Our oceans need an immediate and substantial reduction of anthropogenic
greenhouse gas emissions. If that doesn't happen, we could see far-reaching
and largely irreversible impacts on marine ecosystems, which would
especially be felt in developing countries. That's the conclusion of a new
review study published today in the journal *Science*. In the study, the
research team from the Ocean 2015 initiative assesses the latest findings
on the risks that climate change poses for our oceans, and demonstrates how
fundamentally marine ecosystems are likely to change if human beings
continue to produce just as much greenhouse gases as before.

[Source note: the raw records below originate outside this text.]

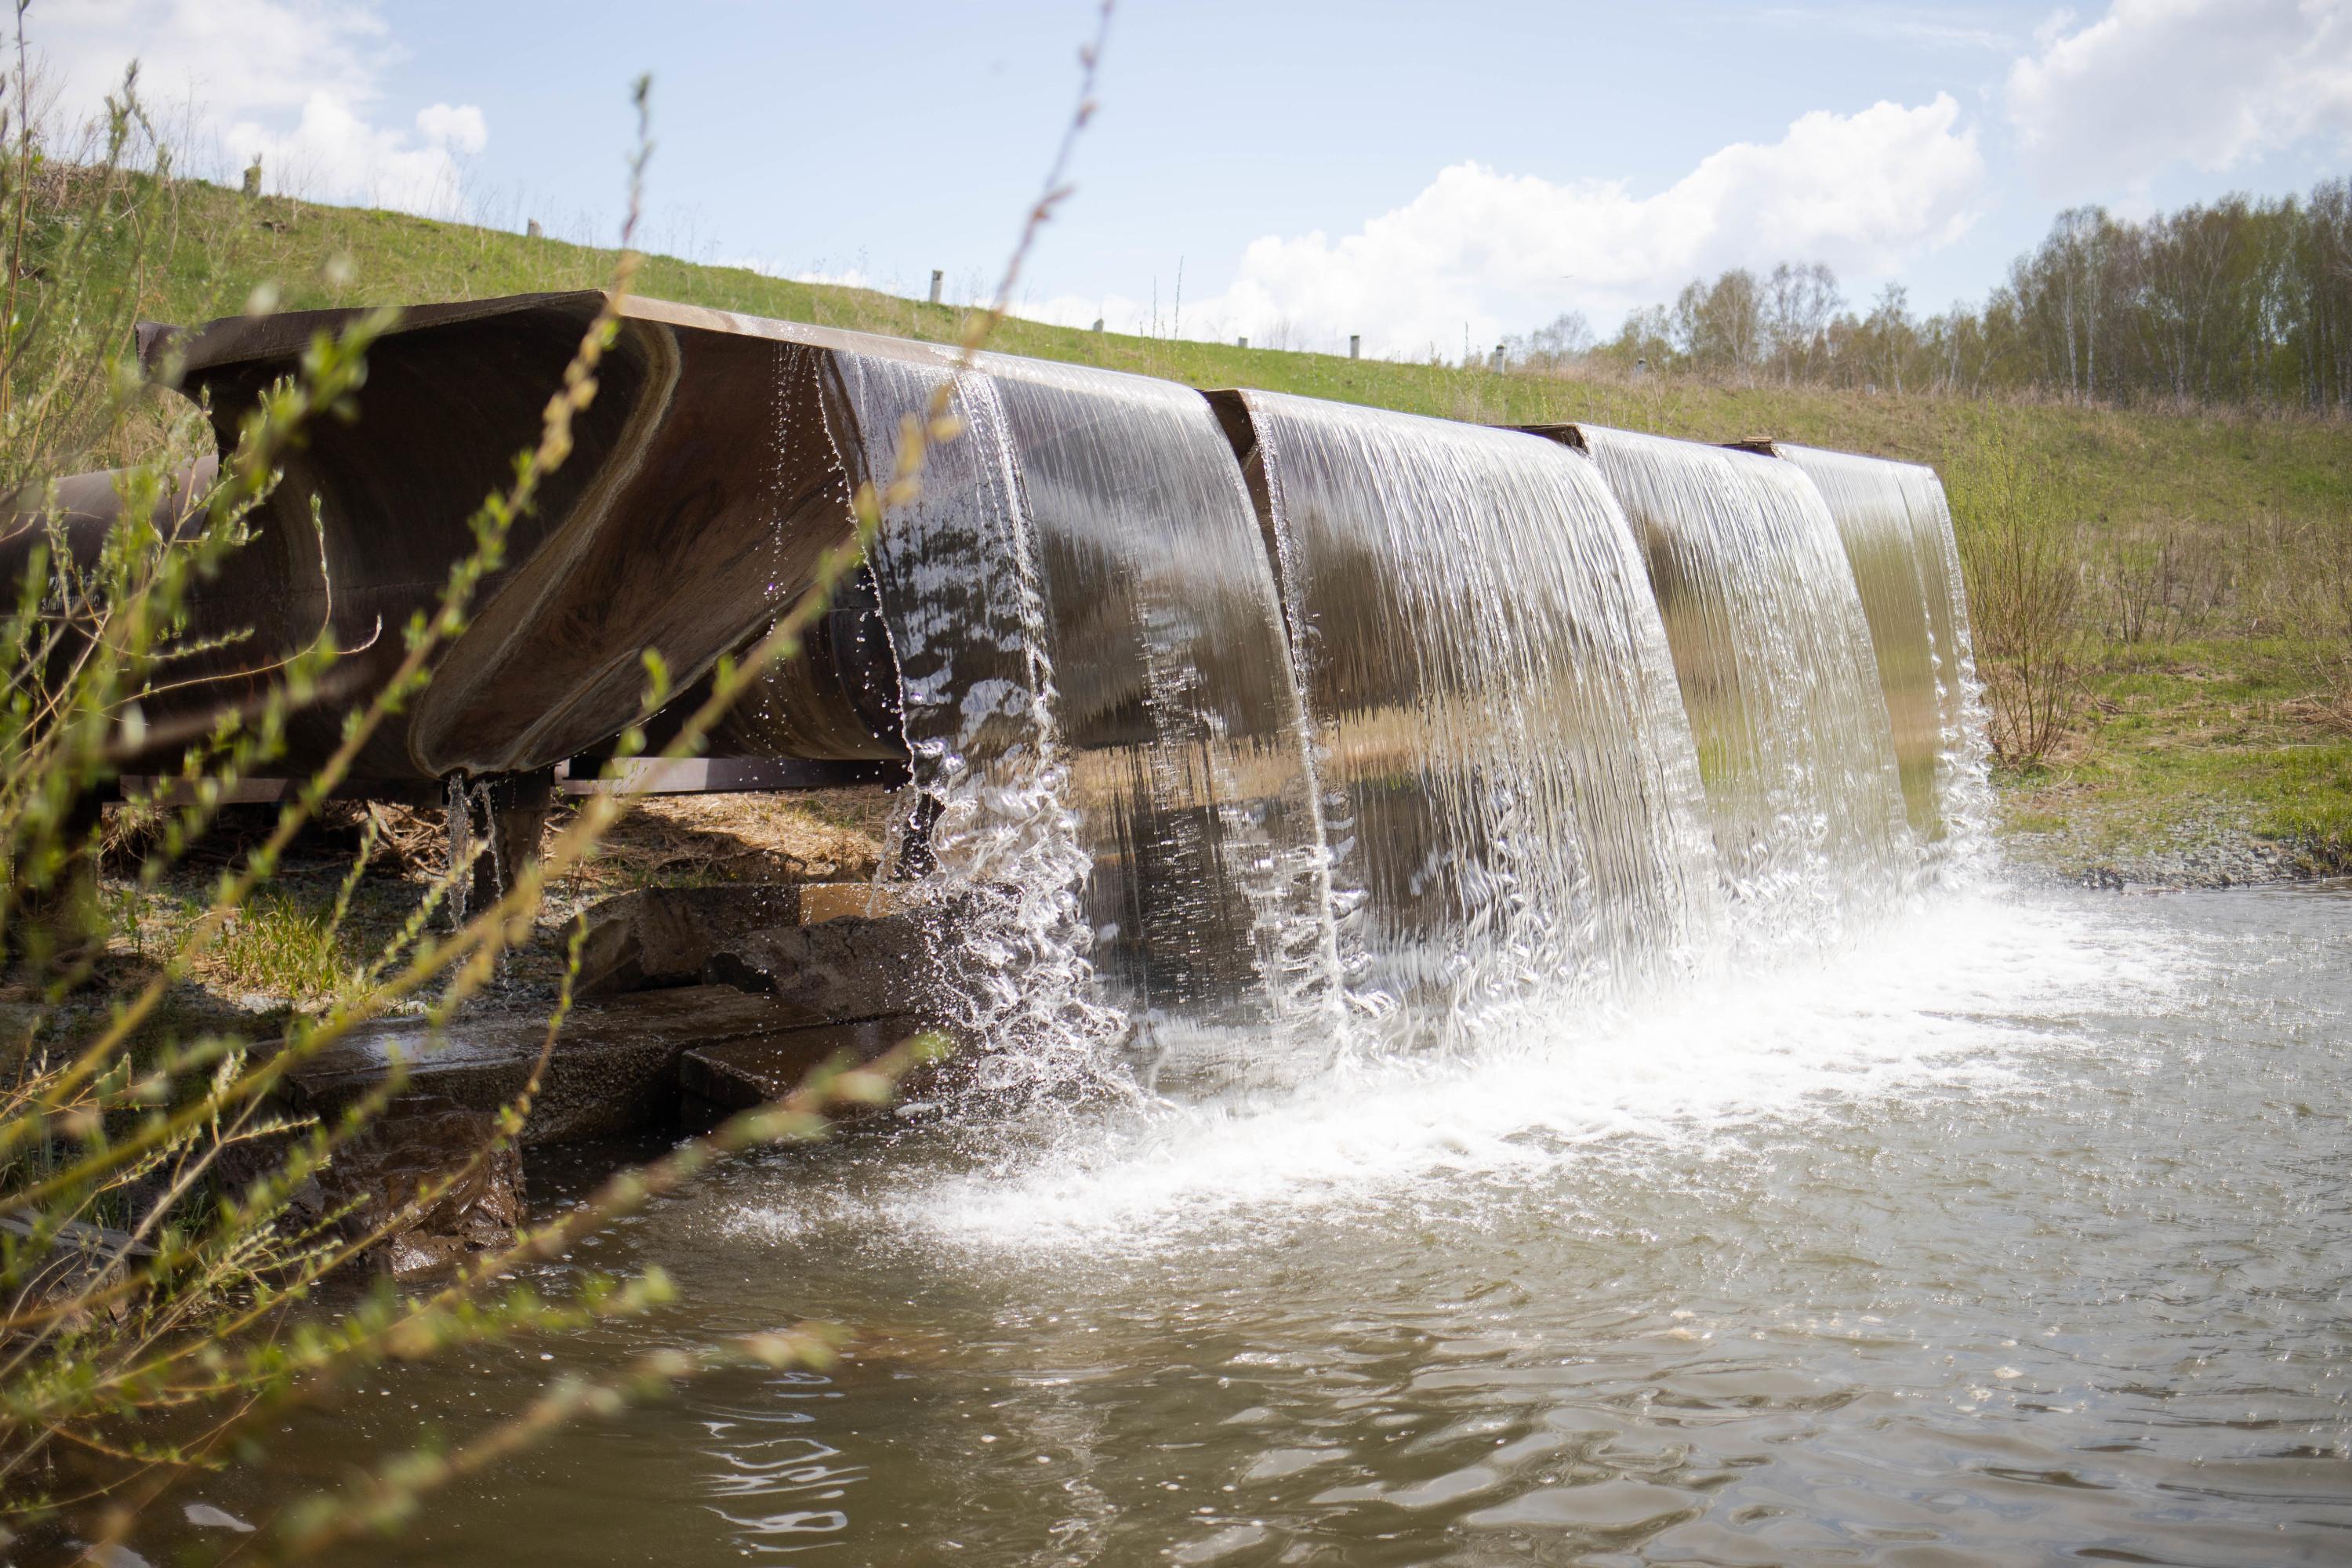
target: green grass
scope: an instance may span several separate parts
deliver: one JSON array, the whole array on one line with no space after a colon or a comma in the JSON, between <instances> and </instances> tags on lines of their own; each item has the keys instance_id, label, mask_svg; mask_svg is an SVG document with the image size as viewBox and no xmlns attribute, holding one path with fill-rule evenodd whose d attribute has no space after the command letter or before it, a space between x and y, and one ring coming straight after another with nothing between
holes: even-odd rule
<instances>
[{"instance_id":1,"label":"green grass","mask_svg":"<svg viewBox=\"0 0 2352 1568\"><path fill-rule=\"evenodd\" d=\"M176 244L145 314L190 322L274 285L286 309L601 287L609 252L400 214L179 188ZM1049 231L1046 244L1054 243ZM640 291L688 304L952 341L957 310L870 290L650 258ZM2282 637L2315 540L2352 530L2352 431L2246 410L2164 412L1973 401L1650 377L1570 377L1351 361L1328 354L1097 333L1019 320L993 347L1195 386L1249 386L1491 423L1585 421L1696 440L1775 437L1948 469L1989 444L2064 471L2095 577L2169 536L2197 575L2194 640L2094 638L2086 706L2051 773L2008 781L2017 811L2053 790L2118 821L2160 825L2220 801L2261 831L2352 858L2352 769L2341 737L2296 717L2325 694L2321 649ZM1967 520L1961 519L1965 527ZM2300 552L2300 553L2299 553ZM2098 595L2086 595L2095 617ZM2347 650L2352 651L2352 650ZM2012 822L2011 826L2017 824Z\"/></svg>"},{"instance_id":2,"label":"green grass","mask_svg":"<svg viewBox=\"0 0 2352 1568\"><path fill-rule=\"evenodd\" d=\"M2328 868L2352 871L2352 743L2299 746L2264 764L2246 786L2259 830L2325 847Z\"/></svg>"},{"instance_id":3,"label":"green grass","mask_svg":"<svg viewBox=\"0 0 2352 1568\"><path fill-rule=\"evenodd\" d=\"M256 285L280 308L484 299L602 287L610 252L397 213L181 187L182 221L147 313L196 321L244 309ZM1054 242L1052 231L1045 243ZM342 258L343 280L329 262ZM795 283L740 268L652 257L638 289L659 299L824 326L952 341L962 312L868 289ZM1944 467L1998 431L2061 458L2102 527L2222 529L2258 516L2340 520L2352 508L2341 425L2233 413L2168 414L2018 402L1496 375L1484 369L1178 342L1009 321L993 345L1194 386L1251 386L1494 423L1584 420L1696 440L1772 436Z\"/></svg>"},{"instance_id":4,"label":"green grass","mask_svg":"<svg viewBox=\"0 0 2352 1568\"><path fill-rule=\"evenodd\" d=\"M330 913L317 900L264 894L236 912L205 956L234 988L297 1005L328 1001L349 985L361 962L330 928Z\"/></svg>"},{"instance_id":5,"label":"green grass","mask_svg":"<svg viewBox=\"0 0 2352 1568\"><path fill-rule=\"evenodd\" d=\"M2210 638L2111 654L2050 767L2003 781L2012 833L2082 830L2099 853L2207 835L2224 819L2352 870L2352 737L2306 704L2309 649Z\"/></svg>"}]
</instances>

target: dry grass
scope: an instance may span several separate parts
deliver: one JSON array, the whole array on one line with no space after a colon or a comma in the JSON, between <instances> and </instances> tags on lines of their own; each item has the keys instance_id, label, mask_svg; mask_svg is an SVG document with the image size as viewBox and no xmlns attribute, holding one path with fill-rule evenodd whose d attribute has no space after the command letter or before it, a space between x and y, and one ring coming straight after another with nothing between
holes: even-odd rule
<instances>
[{"instance_id":1,"label":"dry grass","mask_svg":"<svg viewBox=\"0 0 2352 1568\"><path fill-rule=\"evenodd\" d=\"M537 929L509 952L475 1005L543 1006L562 977L572 918L618 893L713 882L868 880L882 858L892 805L890 792L880 788L644 800L590 860L548 890ZM126 973L150 972L151 955L172 951L207 907L219 868L265 837L277 811L224 812L177 872L144 895L131 875L139 830L110 820L110 839L119 842L110 847L106 897L113 932L106 962ZM547 828L551 840L569 816L568 807L558 808ZM337 888L371 826L367 874L335 923ZM322 1005L348 987L357 966L401 940L447 855L447 826L437 810L329 803L290 847L279 885L236 912L215 949L175 987L174 1005L248 1032L275 1026L289 1006Z\"/></svg>"},{"instance_id":2,"label":"dry grass","mask_svg":"<svg viewBox=\"0 0 2352 1568\"><path fill-rule=\"evenodd\" d=\"M858 881L880 863L891 811L880 788L803 795L653 795L614 826L583 889L688 882ZM549 819L551 838L569 808ZM374 826L374 874L429 879L448 855L439 811L376 802L336 801L320 813L310 847L337 855L355 848Z\"/></svg>"},{"instance_id":3,"label":"dry grass","mask_svg":"<svg viewBox=\"0 0 2352 1568\"><path fill-rule=\"evenodd\" d=\"M2299 698L2283 704L2279 711L2322 734L2352 739L2352 689L2331 696Z\"/></svg>"},{"instance_id":4,"label":"dry grass","mask_svg":"<svg viewBox=\"0 0 2352 1568\"><path fill-rule=\"evenodd\" d=\"M863 881L881 863L890 795L679 795L641 801L614 827L599 869L648 882Z\"/></svg>"}]
</instances>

*Science 3 July 2015: Vol. 349 no. 6243 DOI:
10.1126/science.aac4722                         *
Contrasting futures for ocean and society from different anthropogenic CO2
emissions scenarios Abstract

The ocean moderates anthropogenic climate change at the cost of profound
alterations of its physics, chemistry, ecology, and services. Here, we
evaluate and compare the risks of impacts on marine and coastal
ecosystems—and the goods and services they provide—for growing cumulative
carbon emissions under two contrasting emissions scenarios. The current
emissions trajectory would rapidly and significantly alter many ecosystems
and the associated services on which humans heavily depend. A reduced
emissions scenario—consistent with the Copenhagen Accord’s goal of a global
temperature increase of less than 2°C—is much more favorable to the ocean
but still substantially alters important marine ecosystems and associated
goods and services. The management options to address ocean impacts narrow
as the ocean warms and acidifies. Consequently, any new climate regime that
fails to minimize ocean impacts would be incomplete and inadequate.